February 8, 2006

THIS CLOWN MADE IT AND I DIDN'T?:

Enforcing a “mood”: a review of Active Liberty: Interpreting Our Democratic Constitution by Stephen Breyer (Robert Bork, February 2006, New Criterion)

Unfortunately, Justice Stephen Breyer’s new book, Active Liberty: Interpreting Our Democratic Constitution, does not qualify as a major intellectual event. Quite the contrary. He has succeeded only in further muddying already muddied waters. The book, it must be said in the interests of candor, is not even up to the intellectual standards, such as they are, of the debates among the professors. Its failing, and it is fatal, is that it purports to be a theory of interpretation while being a transparent justification for activism. Apparently meant to soothe, it succeeds only in irritating further. The book’s slapdash quality cannot be attributed to haste. Breyer’s thoughts were refined in lectures at Harvard and New York University Law School. He thanks over a dozen professors, many of them quite eminent, for their commentary and advice. This makes the inadequacies of the book all the more astounding.

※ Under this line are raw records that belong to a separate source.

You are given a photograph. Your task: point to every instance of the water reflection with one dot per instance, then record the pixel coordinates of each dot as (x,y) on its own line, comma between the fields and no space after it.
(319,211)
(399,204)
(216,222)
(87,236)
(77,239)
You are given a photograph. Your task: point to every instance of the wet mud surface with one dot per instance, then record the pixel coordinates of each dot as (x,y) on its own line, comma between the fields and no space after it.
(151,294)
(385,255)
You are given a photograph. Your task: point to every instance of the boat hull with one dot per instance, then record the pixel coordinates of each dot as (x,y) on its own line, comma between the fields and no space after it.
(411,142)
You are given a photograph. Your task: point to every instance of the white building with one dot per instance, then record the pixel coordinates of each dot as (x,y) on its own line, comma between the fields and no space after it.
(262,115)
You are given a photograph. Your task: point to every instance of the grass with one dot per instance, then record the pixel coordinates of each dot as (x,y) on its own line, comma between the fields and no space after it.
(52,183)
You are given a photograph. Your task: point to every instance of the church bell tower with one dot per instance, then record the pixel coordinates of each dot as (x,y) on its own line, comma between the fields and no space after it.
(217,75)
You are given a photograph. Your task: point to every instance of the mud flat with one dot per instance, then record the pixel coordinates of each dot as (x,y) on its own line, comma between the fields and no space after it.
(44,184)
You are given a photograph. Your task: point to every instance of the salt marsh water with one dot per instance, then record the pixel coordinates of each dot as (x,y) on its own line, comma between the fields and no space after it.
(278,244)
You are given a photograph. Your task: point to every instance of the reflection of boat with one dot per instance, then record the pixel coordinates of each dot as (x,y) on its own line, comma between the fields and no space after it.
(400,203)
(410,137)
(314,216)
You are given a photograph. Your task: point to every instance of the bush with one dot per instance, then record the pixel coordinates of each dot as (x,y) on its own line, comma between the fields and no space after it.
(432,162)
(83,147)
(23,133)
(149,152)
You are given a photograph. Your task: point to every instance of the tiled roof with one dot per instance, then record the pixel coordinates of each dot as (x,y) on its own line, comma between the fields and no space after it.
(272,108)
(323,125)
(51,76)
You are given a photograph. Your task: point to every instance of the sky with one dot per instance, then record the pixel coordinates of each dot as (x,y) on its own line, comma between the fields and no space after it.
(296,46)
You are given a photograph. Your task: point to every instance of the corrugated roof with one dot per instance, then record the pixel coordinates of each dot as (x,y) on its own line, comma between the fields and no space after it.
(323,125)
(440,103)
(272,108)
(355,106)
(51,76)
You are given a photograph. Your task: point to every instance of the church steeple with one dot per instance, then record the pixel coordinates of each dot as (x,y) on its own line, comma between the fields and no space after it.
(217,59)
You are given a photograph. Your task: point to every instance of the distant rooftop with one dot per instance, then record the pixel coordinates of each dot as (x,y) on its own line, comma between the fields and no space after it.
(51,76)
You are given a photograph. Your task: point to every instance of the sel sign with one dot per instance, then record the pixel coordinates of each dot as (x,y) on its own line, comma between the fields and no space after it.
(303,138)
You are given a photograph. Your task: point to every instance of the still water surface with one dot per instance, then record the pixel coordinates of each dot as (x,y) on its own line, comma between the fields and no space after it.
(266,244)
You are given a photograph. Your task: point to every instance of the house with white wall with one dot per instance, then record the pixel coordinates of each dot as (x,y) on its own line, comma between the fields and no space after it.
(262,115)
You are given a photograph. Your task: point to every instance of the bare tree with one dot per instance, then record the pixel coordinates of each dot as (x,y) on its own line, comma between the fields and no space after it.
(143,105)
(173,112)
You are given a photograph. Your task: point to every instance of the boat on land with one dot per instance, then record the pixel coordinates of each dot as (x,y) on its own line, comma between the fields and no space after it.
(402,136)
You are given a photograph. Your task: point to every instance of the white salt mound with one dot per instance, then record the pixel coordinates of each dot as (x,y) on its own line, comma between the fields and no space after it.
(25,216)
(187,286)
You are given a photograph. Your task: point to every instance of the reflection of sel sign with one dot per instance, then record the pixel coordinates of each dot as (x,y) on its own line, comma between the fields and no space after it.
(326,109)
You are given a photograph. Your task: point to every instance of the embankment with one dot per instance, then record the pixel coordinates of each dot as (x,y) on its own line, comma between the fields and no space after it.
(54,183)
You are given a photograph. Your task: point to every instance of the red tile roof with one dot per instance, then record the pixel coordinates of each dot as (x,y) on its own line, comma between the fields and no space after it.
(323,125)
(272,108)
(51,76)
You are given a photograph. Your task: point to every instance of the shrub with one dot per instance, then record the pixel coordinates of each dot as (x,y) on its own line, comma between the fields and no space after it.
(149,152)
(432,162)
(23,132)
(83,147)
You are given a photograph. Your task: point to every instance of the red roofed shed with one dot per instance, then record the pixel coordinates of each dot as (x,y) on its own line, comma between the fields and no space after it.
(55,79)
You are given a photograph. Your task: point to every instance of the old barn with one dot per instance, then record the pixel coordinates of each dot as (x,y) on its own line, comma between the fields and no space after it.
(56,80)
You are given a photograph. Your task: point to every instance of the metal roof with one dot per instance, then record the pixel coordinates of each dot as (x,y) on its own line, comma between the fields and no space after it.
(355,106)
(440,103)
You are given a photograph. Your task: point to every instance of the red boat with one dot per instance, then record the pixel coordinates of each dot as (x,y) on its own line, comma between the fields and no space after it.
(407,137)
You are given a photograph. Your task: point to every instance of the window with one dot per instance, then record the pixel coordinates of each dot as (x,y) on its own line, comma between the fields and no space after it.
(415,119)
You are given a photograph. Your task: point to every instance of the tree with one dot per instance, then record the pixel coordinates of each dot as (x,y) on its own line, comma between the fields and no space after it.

At the outset, Breyer announces that “My thesis is that courts should take greater account of the Constitution’s democratic nature when they interpret constitutional and statutory texts.” By that he means two things. The first is, as he asserts over and over again, that courts must be restrained, modest, and cautious in interfering with the rights of citizens to choose their policies, whether or not judges think those policies mistaken. Judges must practice “judicial restraint” (his emphasis). Second, the provisions of the Constitution should be interpreted in order to further participation by the public in collective decisions that affect their lives. The latter is what he means by “active liberty,” hardly a startling concept and less useful than Breyer would have us believe. He cites Benjamin Constant for the distinction between “the liberty of the ancients”—the liberty to participate actively and constantly in the exercise of collective power (voting, public deliberation, etc.), which Breyer chooses to call “active liberty”—and “the liberty of the moderns” which is freedom from tyranny, even the tyranny of the majority. This distinction is a platitude. Both the main body of the Constitution and the various amendments, particularly the Bill of Rights and the post-Civil War amendments (the Thirteenth, Fourteenth, and Fifteenth) protect both political process rights and individual freedoms.

The difficulty is that active liberty, which Breyer says requires great judicial deference to democratic decisions, does not fit Breyer’s performance on the bench. How can he persuade the reader that his belief in restraint can be squared with his vigorous judicial activism? The answer quickly becomes apparent: He does it by redefining the words and concepts of the Constitution so that his results appear to flow from interpretation. He notes that most judges agree the sources of constitutional law are “language, history, tradition, precedent, purpose, and consequences.” Nothing radical on the face of that litany, one would think, but Breyer attempts a miracle of jurisprudential transubstantiation by arbitrarily assigning purposes to various constitutional provisions and predicting consequences that are by no means certain, or even likely. The result is the usual liberal agenda posing as interpretation.


Judge Bork's own law review essay, Neutral Principles and Some First Amendment Problems (Indiana Law Journal, Fall 1971), is well worth reading if you can find it. Worse things happen in life, but he seems an almost tragic figure, denied a seat on the Court by lawyers in the Senate who weren't fit to shine his shoes and forced to analyze Justices whose opinions it's not possible to respect.

Posted by Orrin Judd at February 8, 2006 7:39 AM
Comments

Bork made the mistake of thinking that the senators asking questions could understand his answers.

I was absolutely apoplectic watching the hearings, especially when Leahy, who was our senator at the time, sliming him for not doing pro bono work when he left the Yale faculty to earn some money to pay off the bills accumulated after his wife died of an agonizing long bout of cancer . . . followed by Tribe (only Dante could describe the hell in store for this alleged human being), who told a version of Bork firing Cox that existed only in his fevered brain . . . then who could forget the TV ads funded by Norman Lear's ADA and starring Gregory Peck, whose countenance isn't welcome in my house and who will join Tribe in that layer of hell reserved for self-righteous liars and hypocrites.

There not being an internet at the time I had no outlet for venting. Every person I knew was aghast at the thought of Bork on the supreme court and I really feared it would be the end of my sanity.